Mais, tout à coup, il vit un minuscule objet qui tournoyait dans l'air et se précipitait vers son cockpit. A grande vitesse. Et qui s'écrasa sur le plexiglas devant ses yeux.

Un bout de nez ensanglanté. Qui revenait le hanter.

Il en perdit le contrôle de son avion de chasse qui piqua brutalement vers le sol. Brian Rutton s'éveilla en sursaut au moment du crash, pour se retrouver couvert de suées froides dans son lit.

Ainsi, même ses rêves n'étaient plus un sanctuaire pour lui. Il était dit qu'il n'échapperait pas au cauchemar de son échec. Il se leva, mu par une soudaine détermination.

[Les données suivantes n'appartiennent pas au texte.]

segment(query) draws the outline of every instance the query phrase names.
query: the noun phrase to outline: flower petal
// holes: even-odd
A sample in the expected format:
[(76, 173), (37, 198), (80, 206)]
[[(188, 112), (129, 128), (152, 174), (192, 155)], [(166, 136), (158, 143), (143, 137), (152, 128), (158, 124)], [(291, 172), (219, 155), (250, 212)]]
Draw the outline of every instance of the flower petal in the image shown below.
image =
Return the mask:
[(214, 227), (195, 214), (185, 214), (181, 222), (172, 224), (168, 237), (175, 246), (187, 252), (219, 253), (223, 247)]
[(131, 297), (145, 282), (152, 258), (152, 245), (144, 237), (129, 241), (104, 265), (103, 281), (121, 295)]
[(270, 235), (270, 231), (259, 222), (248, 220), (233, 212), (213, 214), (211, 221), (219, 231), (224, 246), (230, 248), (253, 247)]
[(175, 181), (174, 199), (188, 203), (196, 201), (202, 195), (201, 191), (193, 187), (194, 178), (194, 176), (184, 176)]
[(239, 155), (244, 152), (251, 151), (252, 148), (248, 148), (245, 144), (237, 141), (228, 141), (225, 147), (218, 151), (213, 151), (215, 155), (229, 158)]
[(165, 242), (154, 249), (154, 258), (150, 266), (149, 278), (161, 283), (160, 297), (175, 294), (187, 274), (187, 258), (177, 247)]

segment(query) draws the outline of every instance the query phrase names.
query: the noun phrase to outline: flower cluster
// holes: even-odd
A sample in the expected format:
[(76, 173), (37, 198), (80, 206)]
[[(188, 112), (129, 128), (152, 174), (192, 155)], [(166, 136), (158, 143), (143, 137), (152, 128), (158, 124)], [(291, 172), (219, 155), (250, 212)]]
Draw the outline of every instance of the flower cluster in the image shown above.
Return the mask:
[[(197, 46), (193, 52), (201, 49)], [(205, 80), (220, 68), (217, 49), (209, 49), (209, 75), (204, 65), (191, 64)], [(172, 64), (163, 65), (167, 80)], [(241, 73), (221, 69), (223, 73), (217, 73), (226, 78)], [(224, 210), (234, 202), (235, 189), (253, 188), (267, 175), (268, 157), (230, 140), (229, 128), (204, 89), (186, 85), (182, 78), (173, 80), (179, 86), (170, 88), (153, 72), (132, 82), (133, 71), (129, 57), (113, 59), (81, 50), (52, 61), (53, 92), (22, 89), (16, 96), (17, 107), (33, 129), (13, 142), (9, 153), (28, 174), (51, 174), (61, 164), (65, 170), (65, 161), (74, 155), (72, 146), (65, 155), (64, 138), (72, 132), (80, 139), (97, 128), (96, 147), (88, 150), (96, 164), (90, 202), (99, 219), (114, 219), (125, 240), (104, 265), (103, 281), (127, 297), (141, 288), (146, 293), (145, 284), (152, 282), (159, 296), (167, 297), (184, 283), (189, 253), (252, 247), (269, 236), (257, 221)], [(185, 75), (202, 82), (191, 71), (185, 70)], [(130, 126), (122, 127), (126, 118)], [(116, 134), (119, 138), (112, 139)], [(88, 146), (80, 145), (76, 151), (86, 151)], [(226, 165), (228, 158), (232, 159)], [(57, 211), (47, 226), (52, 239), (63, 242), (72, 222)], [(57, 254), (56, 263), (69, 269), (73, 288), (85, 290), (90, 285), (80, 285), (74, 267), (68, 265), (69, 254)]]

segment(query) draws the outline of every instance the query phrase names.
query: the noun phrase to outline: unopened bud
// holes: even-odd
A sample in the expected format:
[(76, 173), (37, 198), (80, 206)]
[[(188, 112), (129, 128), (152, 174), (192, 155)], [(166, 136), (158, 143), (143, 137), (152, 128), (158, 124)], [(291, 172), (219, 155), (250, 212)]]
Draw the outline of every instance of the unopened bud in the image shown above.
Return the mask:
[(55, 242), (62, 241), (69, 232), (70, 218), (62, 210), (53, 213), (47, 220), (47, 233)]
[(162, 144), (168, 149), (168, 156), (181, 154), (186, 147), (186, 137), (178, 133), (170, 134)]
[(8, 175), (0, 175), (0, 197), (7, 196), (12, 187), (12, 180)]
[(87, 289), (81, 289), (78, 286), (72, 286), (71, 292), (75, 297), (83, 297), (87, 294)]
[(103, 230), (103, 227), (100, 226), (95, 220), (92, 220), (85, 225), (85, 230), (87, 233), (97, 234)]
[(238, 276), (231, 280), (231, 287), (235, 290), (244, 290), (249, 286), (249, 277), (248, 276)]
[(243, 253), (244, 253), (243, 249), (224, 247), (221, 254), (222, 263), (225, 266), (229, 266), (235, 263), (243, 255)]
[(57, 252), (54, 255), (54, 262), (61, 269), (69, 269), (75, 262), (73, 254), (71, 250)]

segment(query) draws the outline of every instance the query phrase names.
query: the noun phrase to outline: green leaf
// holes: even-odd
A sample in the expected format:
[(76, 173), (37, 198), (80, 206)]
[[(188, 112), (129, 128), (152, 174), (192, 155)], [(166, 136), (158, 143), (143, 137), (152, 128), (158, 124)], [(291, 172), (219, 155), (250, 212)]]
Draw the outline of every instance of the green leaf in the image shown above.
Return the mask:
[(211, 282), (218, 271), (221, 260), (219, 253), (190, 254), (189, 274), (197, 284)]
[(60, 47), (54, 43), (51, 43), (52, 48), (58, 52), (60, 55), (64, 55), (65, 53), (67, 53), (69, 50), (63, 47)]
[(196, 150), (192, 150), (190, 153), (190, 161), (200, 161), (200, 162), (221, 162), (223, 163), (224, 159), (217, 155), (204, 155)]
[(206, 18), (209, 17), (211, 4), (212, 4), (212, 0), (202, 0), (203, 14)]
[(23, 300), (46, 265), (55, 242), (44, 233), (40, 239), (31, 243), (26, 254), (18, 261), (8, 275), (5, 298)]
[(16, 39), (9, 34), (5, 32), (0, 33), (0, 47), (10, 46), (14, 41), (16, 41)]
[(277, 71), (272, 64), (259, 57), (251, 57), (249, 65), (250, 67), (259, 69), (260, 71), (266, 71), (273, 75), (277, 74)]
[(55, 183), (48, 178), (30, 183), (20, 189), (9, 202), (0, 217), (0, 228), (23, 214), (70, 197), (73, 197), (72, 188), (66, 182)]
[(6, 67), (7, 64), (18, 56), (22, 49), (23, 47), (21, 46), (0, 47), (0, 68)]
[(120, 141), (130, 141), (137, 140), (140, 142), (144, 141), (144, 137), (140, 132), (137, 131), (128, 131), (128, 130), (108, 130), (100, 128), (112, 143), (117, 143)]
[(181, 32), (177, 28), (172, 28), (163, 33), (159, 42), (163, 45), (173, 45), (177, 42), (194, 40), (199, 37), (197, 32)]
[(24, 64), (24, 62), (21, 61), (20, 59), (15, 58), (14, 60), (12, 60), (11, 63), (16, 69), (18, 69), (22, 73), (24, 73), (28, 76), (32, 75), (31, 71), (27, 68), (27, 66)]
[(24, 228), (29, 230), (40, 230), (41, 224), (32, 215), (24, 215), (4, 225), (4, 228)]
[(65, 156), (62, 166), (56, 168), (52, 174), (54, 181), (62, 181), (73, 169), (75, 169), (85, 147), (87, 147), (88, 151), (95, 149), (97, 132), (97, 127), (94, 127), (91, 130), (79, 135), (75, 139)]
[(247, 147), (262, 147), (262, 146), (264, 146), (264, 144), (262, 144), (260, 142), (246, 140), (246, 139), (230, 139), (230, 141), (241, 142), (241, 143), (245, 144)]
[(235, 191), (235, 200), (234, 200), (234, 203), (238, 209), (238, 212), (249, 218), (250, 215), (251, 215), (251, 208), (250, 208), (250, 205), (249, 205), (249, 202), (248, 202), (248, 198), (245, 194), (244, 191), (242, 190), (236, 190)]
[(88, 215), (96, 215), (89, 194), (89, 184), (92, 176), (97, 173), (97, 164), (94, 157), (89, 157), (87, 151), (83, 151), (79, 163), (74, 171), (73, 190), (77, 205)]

On découvrit son cadavre trois jours plus tard. Pendu.

Alors qu'il avait toute sa vie rêvé de funérailles nationales en grandes pompes, Brian fut enterré en toute intimité, à peine vaguement pleuré par quelques cousins éloignés.

Et, mystérieusement, ceux-ci, au moment-même où ils jetaient une poignée de terre sur le cercueil, crurent entendre résonner dans leur tête une petite mélodie enfantine.